Among symptoms of CTE — which typically manifest years after the head injuries occurred — are depression, memory loss and, eventually, progressive dementia.

“The purpose of this legislation is to review the current data and research related to Chronic Traumatic Encephalopathy, or CTE, and determine if steps should be taken to protect the health and safety of youth who participate in tackle football in the state of Maine,” Brennan said in a written statement introducing the bill.

LD 711 would create a 13-member commission that would submit a report, including proposed legislation, to the Legislature in 2020.

The commission would include three members of the Maine Senate, four from the House, representatives of the Maine School Superintendents Association, the Maine Principals’ Association and the Maine Athletic Trainers Association, and three members of the public.

“This is an opportunity for the state to act proactively to prevent long-term consequences that will be costly and irreversible,” Brennan said.

While the bill targets youth football — legislative efforts in other states largely have involved whether kids should play any tackle football before middle school — Maine high school officials see value in the conversations that would result from creating a commission.

“Our legislative committee and sports medicine committee both supported forming a commission to look at youth football and when [tackling] should be introduced,” Maine Principals’ Association assistant executive director Mike Burnham said in advance of his testimony before the committee.

While the association oversees Maine high school football, it has no role in youth football.

“Being involved in the sport of football and with the declining numbers [of players in Maine], I think we would welcome the opportunity to be part of the discussion,” Burnham said.

Burnham recommended during his testimony that the commission include health care professionals who work with young athletes and coaches.

The Maine Football Coaches Association also has taken a keen interest in the issue.

“We’ve been studying the beginnings of this bill in an attempt to be proactive, to be part of the commission, to have representation on it and really be able to add to the meat of it in a way that is both supportive of our game but supportive of safety,” said Dan O’Connell, head football coach and athletic administrator at John Bapst Memorial High School in Bangor and a member of the coaches association’s executive committee.

O’Connell said his organization has followed other states’ efforts to improve football safety in an effort to reverse the trend of declining participation.

He believes those modifications ultimately will mean that kids’ first live, full-contact participation on a 100-yard field will be in seventh and eighth grade.

“We want to be involved in a positive way in addressing the safety in our sport, particularly at the youth level,” he said.

The bill follows similar action in several other states, including Massachusetts, where legislation was introduced in late January to ban children in seventh grade and under from playing tackle football.

Similar efforts in California, Illinois, Maryland, New Jersey and New York did not become law, but the continuing scrutiny on the long-term effects of head injuries has kept the topic at the forefront of discussions about tackle football nationwide.

The Massachusetts bill would not prohibit kids in seventh grade and under from other forms of the sport such as flag football and touch football.

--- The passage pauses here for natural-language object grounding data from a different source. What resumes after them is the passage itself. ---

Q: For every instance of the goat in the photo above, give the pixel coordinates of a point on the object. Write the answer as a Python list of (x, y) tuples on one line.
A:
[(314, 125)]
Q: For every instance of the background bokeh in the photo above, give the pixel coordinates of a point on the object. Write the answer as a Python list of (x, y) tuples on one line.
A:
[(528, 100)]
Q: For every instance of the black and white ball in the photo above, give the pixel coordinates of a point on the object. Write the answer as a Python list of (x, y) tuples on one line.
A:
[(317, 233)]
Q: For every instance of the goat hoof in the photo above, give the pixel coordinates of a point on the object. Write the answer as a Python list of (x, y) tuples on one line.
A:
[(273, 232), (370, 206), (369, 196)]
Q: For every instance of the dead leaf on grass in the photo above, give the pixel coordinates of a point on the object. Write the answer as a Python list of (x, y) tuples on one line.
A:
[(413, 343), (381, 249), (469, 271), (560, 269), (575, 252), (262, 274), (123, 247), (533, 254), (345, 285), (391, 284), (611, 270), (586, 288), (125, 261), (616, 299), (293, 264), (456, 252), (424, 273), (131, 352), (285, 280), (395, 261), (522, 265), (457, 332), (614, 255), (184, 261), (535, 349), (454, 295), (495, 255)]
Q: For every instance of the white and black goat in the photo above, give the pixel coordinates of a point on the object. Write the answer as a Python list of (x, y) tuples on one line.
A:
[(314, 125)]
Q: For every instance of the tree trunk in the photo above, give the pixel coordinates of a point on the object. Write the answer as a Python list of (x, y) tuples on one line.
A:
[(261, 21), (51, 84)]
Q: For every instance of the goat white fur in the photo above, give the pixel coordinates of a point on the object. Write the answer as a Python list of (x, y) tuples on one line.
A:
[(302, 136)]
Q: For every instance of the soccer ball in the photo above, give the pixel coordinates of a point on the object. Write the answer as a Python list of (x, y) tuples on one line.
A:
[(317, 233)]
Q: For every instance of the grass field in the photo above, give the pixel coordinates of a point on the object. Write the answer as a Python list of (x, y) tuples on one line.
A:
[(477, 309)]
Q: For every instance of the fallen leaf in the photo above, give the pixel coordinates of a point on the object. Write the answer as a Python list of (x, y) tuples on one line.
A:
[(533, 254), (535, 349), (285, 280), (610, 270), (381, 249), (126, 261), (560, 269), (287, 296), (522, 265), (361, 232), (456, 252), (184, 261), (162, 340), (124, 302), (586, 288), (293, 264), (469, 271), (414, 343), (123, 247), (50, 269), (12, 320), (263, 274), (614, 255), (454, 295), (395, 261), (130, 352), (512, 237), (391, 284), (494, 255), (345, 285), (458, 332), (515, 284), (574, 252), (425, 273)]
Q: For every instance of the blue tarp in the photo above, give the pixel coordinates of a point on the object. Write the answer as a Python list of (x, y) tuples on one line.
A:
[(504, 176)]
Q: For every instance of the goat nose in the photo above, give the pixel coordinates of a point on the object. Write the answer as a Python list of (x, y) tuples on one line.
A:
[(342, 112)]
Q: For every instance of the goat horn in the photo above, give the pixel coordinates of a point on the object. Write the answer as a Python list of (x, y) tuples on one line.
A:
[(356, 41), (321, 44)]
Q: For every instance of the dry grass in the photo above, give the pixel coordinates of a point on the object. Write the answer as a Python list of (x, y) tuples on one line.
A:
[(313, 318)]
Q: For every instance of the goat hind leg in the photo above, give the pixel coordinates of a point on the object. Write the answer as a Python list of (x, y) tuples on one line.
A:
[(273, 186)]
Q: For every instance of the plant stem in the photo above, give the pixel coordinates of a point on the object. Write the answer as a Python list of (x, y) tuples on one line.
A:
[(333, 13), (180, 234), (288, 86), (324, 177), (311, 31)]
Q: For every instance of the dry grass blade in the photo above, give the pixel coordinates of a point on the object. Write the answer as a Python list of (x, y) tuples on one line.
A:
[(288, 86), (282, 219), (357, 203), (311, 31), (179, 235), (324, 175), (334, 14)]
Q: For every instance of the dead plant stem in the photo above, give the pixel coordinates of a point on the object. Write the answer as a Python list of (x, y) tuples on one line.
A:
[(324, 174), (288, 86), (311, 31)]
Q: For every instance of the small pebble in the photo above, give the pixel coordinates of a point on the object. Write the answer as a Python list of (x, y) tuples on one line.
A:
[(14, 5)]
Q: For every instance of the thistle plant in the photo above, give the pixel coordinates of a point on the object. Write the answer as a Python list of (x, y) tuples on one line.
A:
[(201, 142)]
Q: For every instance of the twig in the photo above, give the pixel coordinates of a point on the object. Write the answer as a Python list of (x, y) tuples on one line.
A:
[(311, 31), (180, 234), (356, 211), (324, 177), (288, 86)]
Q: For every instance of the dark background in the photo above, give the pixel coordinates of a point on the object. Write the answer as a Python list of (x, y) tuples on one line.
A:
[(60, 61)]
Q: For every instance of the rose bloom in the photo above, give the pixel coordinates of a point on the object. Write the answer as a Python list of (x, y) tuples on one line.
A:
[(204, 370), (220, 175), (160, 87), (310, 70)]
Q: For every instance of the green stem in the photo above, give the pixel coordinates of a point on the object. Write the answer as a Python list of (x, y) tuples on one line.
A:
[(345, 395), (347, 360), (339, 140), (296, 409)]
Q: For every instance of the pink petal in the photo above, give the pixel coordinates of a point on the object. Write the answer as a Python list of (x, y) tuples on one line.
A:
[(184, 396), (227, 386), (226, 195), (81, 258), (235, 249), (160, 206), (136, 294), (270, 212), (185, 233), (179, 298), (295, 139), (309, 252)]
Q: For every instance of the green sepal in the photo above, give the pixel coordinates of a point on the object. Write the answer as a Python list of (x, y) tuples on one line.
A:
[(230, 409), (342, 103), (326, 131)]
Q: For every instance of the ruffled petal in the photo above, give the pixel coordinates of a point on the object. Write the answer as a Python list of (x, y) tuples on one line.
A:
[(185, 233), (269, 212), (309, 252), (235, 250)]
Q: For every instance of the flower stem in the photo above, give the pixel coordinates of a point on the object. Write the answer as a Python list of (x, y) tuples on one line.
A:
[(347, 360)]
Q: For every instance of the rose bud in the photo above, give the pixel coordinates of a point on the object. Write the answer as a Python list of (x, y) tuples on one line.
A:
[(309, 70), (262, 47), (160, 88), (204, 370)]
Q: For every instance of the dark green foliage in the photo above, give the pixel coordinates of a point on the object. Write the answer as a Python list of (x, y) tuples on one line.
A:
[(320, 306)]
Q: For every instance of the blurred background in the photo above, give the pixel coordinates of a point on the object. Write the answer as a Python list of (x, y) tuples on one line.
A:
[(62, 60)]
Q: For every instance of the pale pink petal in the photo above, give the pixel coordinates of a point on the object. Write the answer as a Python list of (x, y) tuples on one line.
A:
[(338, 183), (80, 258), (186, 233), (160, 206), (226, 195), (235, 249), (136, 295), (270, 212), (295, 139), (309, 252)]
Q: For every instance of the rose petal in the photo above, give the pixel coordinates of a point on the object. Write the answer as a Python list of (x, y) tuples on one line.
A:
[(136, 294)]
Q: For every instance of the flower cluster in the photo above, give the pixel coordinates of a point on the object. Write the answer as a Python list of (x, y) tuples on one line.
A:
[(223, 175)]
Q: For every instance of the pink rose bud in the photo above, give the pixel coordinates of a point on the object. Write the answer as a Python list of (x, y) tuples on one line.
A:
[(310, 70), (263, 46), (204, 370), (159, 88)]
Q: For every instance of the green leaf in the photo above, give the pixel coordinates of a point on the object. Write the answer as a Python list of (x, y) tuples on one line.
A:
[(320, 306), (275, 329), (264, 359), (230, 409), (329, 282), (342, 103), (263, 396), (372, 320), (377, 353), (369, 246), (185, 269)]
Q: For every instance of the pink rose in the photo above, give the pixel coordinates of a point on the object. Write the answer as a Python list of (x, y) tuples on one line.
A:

National trends suggest a switch from tackle football to flag football already is occurring at the youth level.

According to a recent Aspen Institute study, 988,260 U.S. kids ages 6-12 played flag football in 2017, compared with 871,465 who played tackle football.

That same study showed that participation in flag football for players ages 6-12 increased from 2.8 percent of that population in 2012 to 3.3 percent in 2017. Participation in tackle football for that age group decreased from 3.6 percent of that population in 2012 to 2.9 percent in 2017.

“The old-school notion that everybody should be tackling in grade two and then get as many reps as necessary from then on is not only unsafe but it’s not practical and it’s not doing anything for our [high school football participation] numbers,” O’Connell said.

“We’d like to do as much as we can to keep kids as involved in the game of football, regardless of what it looks like, for as long as possible and we feel the way to do that is to give kids every opportunity to feel as comfortable as possible and stay as safe as possible and be involved as long as possible.”